Tento sempre que os dias pareçam dias e não memórias sufocantes de concretizações falhadas ou tentativas inúteis de me sentir um ser feliz. A maior verdade de todas reside no facto de nunca ser um desperdício. Todas as tentativas, falhadas ou não, correspondem a menos um obstáculo que me impede de chegar onde preciso. E dói. E custa. Às vezes mata. Por vezes mói. Mas nunca representa um momento neutro. Todos os corpos são feitos de peles rasgadas e cicatrizações rápidas de feridas que nos chegam como males menores. Mas são sempre aquelas que sangram mais. São sempre aquelas que tememos mais vezes. São sempre as mais profundas e as mais invisíveis. São constantemente sentidas, apenas por mim. Tormentas que nos aparecem em sonhos e em pesadelos. Pensamentos ditos inevitáveis que nos ocorrem num instante só.

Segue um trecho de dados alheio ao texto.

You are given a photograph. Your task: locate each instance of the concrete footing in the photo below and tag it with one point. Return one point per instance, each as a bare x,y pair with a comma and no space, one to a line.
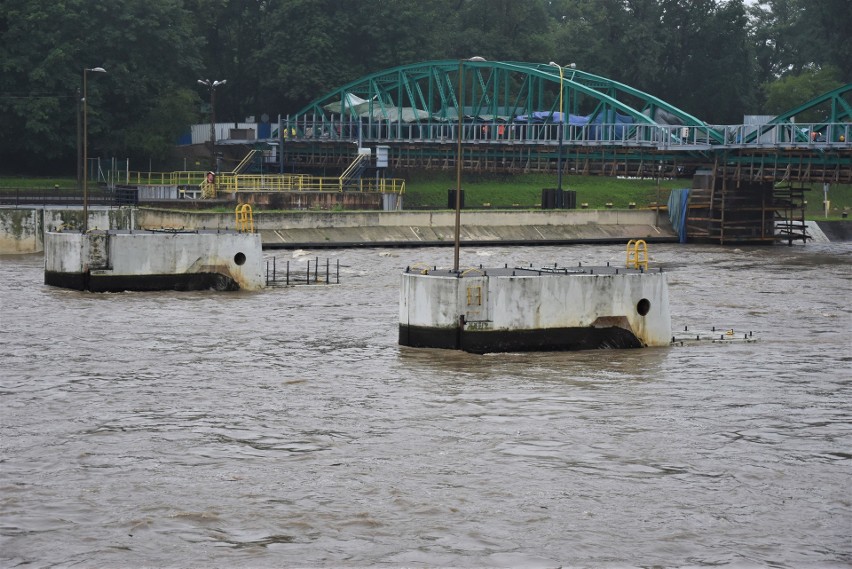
526,309
112,261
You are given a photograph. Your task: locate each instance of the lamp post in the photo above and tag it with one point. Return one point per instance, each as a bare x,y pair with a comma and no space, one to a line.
561,126
460,117
212,86
86,148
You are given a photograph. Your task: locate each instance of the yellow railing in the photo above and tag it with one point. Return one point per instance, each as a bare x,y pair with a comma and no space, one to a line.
264,183
244,218
637,254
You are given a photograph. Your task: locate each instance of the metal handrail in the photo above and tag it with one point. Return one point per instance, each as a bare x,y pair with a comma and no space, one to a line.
673,137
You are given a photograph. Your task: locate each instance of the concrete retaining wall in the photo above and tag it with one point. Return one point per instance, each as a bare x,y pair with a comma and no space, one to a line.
22,230
399,228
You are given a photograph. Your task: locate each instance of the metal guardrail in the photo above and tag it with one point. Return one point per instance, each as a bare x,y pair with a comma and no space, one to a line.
178,178
832,135
304,183
96,196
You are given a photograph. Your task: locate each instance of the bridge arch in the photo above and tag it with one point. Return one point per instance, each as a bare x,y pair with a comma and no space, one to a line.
495,92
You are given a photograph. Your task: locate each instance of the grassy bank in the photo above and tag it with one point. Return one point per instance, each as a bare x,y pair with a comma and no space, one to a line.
428,190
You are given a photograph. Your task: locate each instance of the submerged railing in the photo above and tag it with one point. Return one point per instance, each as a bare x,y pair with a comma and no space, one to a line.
311,274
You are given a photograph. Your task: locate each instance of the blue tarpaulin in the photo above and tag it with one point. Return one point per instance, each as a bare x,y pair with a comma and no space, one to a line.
678,203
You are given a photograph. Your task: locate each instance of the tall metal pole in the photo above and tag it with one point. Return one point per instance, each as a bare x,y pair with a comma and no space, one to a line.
86,149
460,118
85,161
561,125
79,140
212,86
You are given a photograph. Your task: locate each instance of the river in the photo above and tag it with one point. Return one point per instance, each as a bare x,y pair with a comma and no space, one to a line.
287,428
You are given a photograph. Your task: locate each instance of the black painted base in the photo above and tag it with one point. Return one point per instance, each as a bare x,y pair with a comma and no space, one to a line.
120,283
546,340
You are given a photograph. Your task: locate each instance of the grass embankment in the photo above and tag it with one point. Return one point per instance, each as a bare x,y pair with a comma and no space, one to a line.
428,190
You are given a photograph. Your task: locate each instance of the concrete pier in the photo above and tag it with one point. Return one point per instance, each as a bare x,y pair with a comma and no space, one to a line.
534,309
112,261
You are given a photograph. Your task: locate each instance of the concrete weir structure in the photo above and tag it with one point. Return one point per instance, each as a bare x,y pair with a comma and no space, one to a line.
113,261
534,309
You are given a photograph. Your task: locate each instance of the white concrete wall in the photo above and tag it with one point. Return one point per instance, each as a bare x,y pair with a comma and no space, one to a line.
539,302
145,253
22,230
429,301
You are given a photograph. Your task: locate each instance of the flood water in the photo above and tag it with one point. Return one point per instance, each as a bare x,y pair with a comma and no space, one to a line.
287,428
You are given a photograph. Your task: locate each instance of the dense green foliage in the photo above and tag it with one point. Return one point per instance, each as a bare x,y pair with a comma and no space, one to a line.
717,59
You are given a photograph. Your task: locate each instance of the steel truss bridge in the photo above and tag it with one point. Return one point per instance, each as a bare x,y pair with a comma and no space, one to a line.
502,116
521,117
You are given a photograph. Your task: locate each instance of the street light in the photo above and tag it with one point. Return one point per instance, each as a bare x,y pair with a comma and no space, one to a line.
86,149
561,126
212,86
460,117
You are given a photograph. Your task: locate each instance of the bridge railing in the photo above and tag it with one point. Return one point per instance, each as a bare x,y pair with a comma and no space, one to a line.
305,183
606,134
178,178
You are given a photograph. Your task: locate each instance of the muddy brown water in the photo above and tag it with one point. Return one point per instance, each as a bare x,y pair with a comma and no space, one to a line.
287,427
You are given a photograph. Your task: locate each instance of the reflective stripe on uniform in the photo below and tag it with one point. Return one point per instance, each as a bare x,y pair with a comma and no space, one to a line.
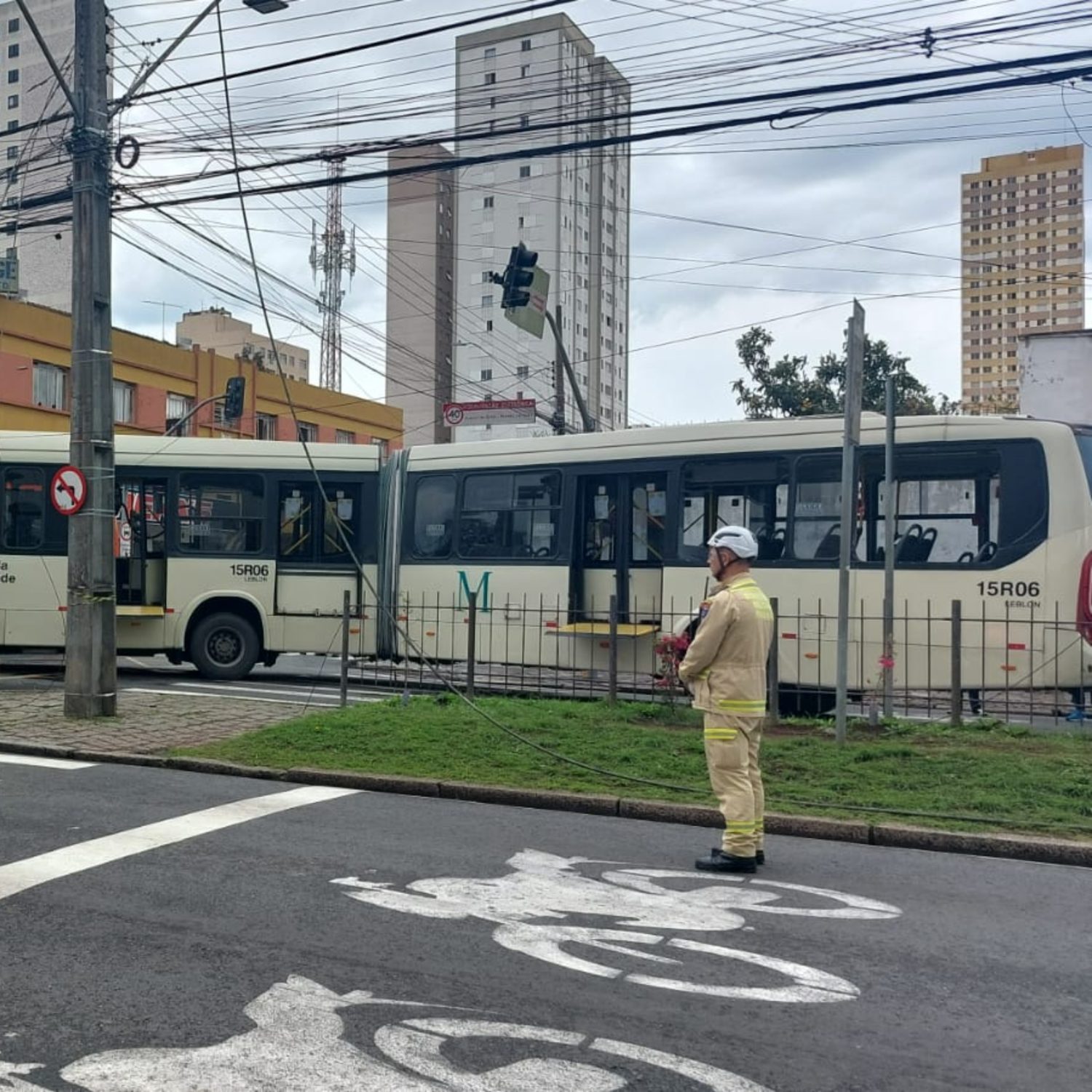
743,707
721,733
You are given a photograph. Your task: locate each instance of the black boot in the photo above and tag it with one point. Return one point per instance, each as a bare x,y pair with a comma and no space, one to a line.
759,854
720,862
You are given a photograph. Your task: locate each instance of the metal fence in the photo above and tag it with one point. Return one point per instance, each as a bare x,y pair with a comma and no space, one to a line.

segunda-feira, 4 de março de 2013

silhuetas & sombras

Quero em mim a paciência que nunca encontro. Quero em mim o calor imundo e insano da pele que foste, da pele que eras, da pele que me encontrava em profundas seduções. Quero sinais diários do teu sorriso. Quero mais do que aquilo que preciso, quero poder dizer o que fui e o que sou em ti. Eu quero mais do que o verbo "querer" me permite. Porque eu de ti só queria infinito, porque eu nunca antes precisei de te querer. Mas é o que eu quero aqui e agora. E peço-te só que não seja um querer que me devora, peço que seja ligeiro, mas juro que não é só um querer por querer. Transcende o querer. Transcende o poder. Limita o olhar. Eu quero mais do que o querer que eu posso. Quero o que quero e o que é nosso, porque é o que é nosso que significa querer. Eu creio, eu creio em algo que não sei se posso querer. E isto faz-me ansiar por aprender, aprender as linhas que se cruzam no teu ... as silhuetas e sombras que tu representas nos dias.. os momentos ausentes em que as palavras vazias se substituem em pensamentos cheio de luz só por ti.